Abstract:
The human immunodeficiency virus (HIV) has long been considered one of the most devastating diseases in human history, killing an estimated 35.4 million people to date. Nonetheless, the number of newly reported HIV cases has decreased significantly since the implementation of antiretroviral treatment. Over the past few decades, various prevention of mother-to-child transmission strategies, including treatment of the mother and prophylaxis of the neonate, have been implemented in an effort to decrease the number of children who are infected due to virus particles spreading from mother to baby.
Although there has been a decrease in the number of children newly infected with HIV, there is also a significant increase in the number of children who are exposed to HIV but remain uninfected. It is becoming increasingly apparent that these infants face other complications, thought to be associated with suboptimal transfer of immune factors from mothers during pregnancy and breastfeeding. These complications include diseases such as diarrhoea, pneumonia, infection with Mycobacterium tuberculosis and other opportunistic organisms.
The aim of this study was to determine whether differences exist in the innate immune environment of human breast milk between HIV-infected and HIV-uninfected mothers.

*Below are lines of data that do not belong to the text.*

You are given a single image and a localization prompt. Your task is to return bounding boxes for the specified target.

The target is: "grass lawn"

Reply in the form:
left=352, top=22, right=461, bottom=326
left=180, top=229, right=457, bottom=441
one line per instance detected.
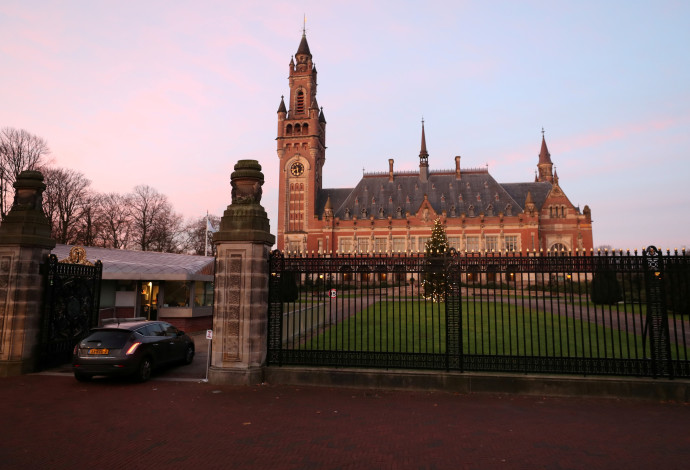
left=300, top=300, right=688, bottom=359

This was achieved by performing different ELISA tests (multiplex and sandwich) on breast milk samples obtained from an umbrella study, Siyakhula. Various cytokines and chemokines (interleukin [IL]-6, IL-8, IL-10, IL-12p70, IL-1β, tumour necrosis factor-alpha [TNF-α], transforming growth factor-beta 1 [TGF-β1] and soluble cluster of differentiation 14 [sCD14]), defensins (Def) α and β, immune checkpoint molecules (T-cell Ig and mucin domain-3 protein [TIM]-3, lymphocyte-activation gene [LAG]-3, programmed cell death protein [PD]-1, cytotoxic T-lymphocyte-associated protein [CTLA]-4, programmed cell death ligand [PDL]-1] and key innate immune factors (lactoferrin, lysozyme and tenascin C [TNC]) were evaluated.
HIV-infected mothers were significantly older and their infants had a lower gestational age at birth when compared to HIV-uninfected mothers. Levels of the pro-inflammatory cytokines, IL-12p70 and IL-1β, were higher in mothers who were HIV-uninfected in comparison to mothers who were HIV-infected. No significant differences were detected in the other cytokines, defensins, lactoferrin, lysozyme, or immune checkpoint molecules. Although these differences missed statistical significance, more HIV-infected mothers had levels of TNC in the lower quartile, while the three mothers with levels of the ICM CTLA-4, in the highest quartile, were all HIV-infected. All of these findings lead back to HIV-infected mothers having a lower inflammatory profile.
In addition to the primary objectives, exploratory analysis of clinical biomarkers showed significant differences when looking at gestational age at birth, maternal weight, infant weight, and placental weight. It was found that mothers who gave birth at and below 37 weeks of gestation were older and gave birth to lower birthweight infants. It was also seen that maternal weight as well as placenta weight was lower in mothers who gave birth at and below 37 weeks. When assessing gestational age at 38 weeks, it was again seen that mothers with babies with a gestation age at birth at and below 38 weeks were older and gave birth to lower birthweight infants. Maternal weight was positively correlated with a higher Mid-upper arm circumference (MUAC), placental weight as well as sCD14 and PD-L1 concentration in the breast milk. Infant weight was dichotomised into two categories: firstly, a birth weight of 2,500 g and below was associated with a lower gestational age at birth, lower placental weight and a higher maternal age. It was also seen that more infants with TIM-3 values in the 4th quartile had a weight at or below 2,500 g. Secondly, when looking at babies born at and below the median weight of 2,890 g, it was seen that this weight category was associated with lower placental weight as well as gestational age at birth. Lastly, it was found that a direct correlation exists between placental weight and maternal weight as well as placental weight and infant weight at birth. Levels of TNC proved to be lower in mothers with a lower placental weight.
Correlations between continuous variables showed significant association between HIV status and gestational age at birth, Def-α and IL-1β.
In conclusion, the general innate immune environment of breast milk seems to stay relatively constant between HIV-infected and -uninfected mothers if the HIV-infected individuals remain on a stringent antiretroviral (ARV) regimen as the patients in our study did. Some differences in biomarkers were found that were contrary to what was expected: for instance, breastmilk of HIV-infected mothers had lower levels of some pro-inflammatory cytokines despite previous studies demonstrating higher background levels of systemic immune activation. Due to most previous studies being done on blood and not breast milk, further investigation is needed to determine the exact cause of this. It is recommended that breast milk samples should be taken at different time points in order to compare how innate immune factors differ at each specific time point as well as to incorporate more in-depth studies on the individual biomarkers studied.